Dopo la pausa estiva è ripreso il processo che si celebra in Corte d’Assise (presieduta da Roberta Serio) a carico del superlatitante di Castelvetrano Matteo Messina Denaro, accusato di essere uno dei mandanti degli attentati di Capaci e via d'Amelio, in cui persero la vita i magistrati Giovanni Falcone, la moglie Francesca Morvillo, Paolo Borsellino e gli agenti delle scorte.
Ad essere sentito è stato il teste Giovanni Di Pietro, maresciallo dei carabinieri chiamato a riferire su indagini e processi che hanno visto la famiglia dei Messina Denaro come protagonisti a partire dagli anni Ottanta. Di Pietro, rispondendo alle domande del procuratore aggiunto Gabriele Paci, ha ripercorso le fasi della guerra di mafia che porterà all’ascesa dei Messina Denaro, alleati dei Corleonesi a Palermo. E’ così che furono scalzate le vecchie famiglie dei Buccellato, dei Rimi e dei Minore.
Il teste ha parlato del ruolo chiave che il padre della primula rossa, Francesco Messina Denaro, detto anche don Ciccio, rivestiva in quegli anni all’interno di Cosa nostra. Messina Denaro senior si diede presto alla latitanza e nei primi anni Novanta fu seguito anche dal figlio.
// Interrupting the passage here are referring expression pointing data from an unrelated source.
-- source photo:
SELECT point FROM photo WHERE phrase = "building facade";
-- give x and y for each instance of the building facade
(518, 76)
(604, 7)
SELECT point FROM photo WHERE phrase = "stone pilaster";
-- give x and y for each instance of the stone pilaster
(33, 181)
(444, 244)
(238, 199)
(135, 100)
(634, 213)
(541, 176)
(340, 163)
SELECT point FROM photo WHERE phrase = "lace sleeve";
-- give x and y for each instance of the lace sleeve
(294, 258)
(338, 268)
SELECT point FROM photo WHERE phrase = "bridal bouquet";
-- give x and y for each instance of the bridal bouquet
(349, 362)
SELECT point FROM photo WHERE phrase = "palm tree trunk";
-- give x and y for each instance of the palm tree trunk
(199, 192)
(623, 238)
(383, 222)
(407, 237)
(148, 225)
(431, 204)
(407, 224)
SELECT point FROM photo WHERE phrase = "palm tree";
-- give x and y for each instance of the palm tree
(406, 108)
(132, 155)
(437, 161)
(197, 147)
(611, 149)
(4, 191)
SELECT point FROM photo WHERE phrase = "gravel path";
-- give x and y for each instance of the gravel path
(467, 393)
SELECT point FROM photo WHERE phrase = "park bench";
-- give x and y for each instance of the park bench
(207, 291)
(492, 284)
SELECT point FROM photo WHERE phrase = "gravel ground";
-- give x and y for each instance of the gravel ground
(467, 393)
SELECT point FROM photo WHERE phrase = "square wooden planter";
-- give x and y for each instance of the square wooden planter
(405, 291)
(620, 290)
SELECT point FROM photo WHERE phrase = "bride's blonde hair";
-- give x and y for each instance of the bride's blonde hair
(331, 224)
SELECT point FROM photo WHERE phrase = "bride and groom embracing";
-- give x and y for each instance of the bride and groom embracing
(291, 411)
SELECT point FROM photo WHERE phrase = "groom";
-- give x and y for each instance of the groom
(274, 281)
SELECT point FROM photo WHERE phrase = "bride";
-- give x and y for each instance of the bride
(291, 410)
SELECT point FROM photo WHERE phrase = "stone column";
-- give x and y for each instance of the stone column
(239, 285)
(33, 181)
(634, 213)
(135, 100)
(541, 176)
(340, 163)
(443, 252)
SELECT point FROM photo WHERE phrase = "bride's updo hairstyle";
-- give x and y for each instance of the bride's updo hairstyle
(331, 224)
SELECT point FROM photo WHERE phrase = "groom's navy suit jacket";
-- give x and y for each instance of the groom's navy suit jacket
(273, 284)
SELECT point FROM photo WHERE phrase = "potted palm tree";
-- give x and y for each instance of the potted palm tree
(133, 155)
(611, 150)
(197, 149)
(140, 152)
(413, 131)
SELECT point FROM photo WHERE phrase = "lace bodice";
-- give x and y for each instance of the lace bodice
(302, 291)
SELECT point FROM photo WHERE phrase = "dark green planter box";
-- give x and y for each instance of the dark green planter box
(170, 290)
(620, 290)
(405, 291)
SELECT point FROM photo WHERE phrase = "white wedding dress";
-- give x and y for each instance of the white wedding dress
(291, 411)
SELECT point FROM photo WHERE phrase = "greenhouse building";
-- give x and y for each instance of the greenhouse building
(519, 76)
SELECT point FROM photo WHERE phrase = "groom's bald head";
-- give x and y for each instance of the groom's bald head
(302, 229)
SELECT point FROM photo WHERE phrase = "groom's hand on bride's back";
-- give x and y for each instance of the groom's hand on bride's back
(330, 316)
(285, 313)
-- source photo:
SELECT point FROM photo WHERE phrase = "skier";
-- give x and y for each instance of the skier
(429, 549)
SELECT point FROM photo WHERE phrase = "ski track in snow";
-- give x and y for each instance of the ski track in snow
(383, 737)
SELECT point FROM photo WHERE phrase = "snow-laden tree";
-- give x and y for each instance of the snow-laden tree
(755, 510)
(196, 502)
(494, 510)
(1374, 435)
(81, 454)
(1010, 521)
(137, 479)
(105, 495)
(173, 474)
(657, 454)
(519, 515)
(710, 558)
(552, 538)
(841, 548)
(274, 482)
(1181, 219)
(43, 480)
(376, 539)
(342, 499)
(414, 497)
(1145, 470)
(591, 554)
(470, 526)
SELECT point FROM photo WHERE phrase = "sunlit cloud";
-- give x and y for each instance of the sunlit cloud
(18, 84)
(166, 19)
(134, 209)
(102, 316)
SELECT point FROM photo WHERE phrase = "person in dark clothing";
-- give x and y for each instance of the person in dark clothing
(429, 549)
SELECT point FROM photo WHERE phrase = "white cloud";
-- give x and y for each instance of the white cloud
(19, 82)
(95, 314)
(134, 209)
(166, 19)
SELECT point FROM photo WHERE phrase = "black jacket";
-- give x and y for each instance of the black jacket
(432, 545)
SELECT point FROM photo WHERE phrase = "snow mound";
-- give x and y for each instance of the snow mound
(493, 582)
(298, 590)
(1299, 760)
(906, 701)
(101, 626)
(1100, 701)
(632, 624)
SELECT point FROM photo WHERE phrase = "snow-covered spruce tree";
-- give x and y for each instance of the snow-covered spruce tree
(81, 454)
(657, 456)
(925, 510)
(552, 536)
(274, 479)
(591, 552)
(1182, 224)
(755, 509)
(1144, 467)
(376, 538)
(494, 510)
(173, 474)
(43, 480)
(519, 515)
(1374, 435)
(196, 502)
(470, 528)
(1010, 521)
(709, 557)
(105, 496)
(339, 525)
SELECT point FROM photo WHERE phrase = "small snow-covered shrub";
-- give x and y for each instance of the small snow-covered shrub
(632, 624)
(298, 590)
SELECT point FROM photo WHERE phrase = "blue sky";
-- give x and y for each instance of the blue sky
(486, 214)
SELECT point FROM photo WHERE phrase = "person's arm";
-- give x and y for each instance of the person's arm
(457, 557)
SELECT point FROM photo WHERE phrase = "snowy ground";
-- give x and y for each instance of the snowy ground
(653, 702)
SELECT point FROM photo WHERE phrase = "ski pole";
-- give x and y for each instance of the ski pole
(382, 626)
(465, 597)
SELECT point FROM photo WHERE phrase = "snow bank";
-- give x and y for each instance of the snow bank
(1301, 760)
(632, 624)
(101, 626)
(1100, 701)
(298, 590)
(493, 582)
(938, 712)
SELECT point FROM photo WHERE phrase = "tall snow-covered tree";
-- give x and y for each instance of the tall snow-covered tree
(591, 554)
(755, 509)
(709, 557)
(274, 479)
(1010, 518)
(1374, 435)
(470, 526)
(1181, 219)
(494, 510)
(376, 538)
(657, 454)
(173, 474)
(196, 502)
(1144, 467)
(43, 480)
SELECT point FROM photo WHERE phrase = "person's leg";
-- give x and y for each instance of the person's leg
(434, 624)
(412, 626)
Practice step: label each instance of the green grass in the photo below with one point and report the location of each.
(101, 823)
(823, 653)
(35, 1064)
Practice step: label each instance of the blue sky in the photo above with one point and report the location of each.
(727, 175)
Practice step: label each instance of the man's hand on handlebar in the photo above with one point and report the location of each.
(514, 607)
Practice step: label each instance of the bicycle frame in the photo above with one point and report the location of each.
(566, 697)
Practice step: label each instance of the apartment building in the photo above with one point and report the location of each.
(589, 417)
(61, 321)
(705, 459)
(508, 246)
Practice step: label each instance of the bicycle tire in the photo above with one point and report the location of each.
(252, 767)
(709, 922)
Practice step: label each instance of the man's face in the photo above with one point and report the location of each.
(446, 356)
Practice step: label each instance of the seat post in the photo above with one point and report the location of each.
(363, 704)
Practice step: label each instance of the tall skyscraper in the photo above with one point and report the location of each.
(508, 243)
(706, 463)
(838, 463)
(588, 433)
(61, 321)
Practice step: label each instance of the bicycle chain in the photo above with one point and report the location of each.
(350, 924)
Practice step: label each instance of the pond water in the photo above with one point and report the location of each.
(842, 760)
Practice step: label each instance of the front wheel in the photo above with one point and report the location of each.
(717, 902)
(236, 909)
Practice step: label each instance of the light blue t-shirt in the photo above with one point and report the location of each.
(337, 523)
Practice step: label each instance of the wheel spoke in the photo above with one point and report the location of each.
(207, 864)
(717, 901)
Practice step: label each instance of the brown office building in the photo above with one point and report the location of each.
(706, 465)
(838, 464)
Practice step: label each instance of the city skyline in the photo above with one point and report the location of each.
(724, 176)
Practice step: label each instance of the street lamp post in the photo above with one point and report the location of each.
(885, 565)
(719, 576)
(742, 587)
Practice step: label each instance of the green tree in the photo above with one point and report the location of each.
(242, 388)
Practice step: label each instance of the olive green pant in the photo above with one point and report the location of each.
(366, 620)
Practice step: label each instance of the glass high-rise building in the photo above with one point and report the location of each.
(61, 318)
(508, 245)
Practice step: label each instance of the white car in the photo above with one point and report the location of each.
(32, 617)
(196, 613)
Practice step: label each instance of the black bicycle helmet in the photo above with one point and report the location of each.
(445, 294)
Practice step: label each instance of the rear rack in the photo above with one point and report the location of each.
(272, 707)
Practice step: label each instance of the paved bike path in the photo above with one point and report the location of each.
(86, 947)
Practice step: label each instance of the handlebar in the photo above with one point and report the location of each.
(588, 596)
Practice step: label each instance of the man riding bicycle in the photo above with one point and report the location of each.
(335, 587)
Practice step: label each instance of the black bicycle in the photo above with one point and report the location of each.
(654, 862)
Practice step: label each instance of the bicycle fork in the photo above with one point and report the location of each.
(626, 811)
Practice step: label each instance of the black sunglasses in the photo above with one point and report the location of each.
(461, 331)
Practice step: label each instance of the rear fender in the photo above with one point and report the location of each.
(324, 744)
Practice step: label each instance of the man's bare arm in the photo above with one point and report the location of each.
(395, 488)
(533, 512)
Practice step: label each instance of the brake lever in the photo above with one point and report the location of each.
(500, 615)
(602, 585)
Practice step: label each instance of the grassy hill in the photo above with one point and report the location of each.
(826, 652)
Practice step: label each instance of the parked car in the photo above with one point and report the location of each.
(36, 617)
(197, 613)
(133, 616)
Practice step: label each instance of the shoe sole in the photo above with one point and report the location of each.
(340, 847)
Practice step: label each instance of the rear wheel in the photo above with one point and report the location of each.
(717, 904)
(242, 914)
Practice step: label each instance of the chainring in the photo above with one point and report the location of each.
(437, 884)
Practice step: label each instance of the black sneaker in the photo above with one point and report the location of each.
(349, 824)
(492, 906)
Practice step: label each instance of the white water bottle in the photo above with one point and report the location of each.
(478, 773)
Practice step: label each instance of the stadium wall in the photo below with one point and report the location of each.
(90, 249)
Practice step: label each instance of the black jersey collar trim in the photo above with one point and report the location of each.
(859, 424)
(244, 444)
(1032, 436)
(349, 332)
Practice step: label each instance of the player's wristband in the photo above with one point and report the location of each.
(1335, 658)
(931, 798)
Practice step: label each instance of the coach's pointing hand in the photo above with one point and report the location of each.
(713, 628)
Secondo l’accusa "Messina Denaro prese parte a una riunione della commissione di Cosa nostra alla fine del '91 a Castelvetrano in cui Totò Riina decise di dare via alla strategia stragista, prevedendo che la Cassazione avrebbe di lì a poco confermato le condanne del primo maxi processo contro la mafia". L’udienza è stata rinviata al prossimo 16 ottobre quando si terrà il controesame oltre all’escussione del teste Bonanno.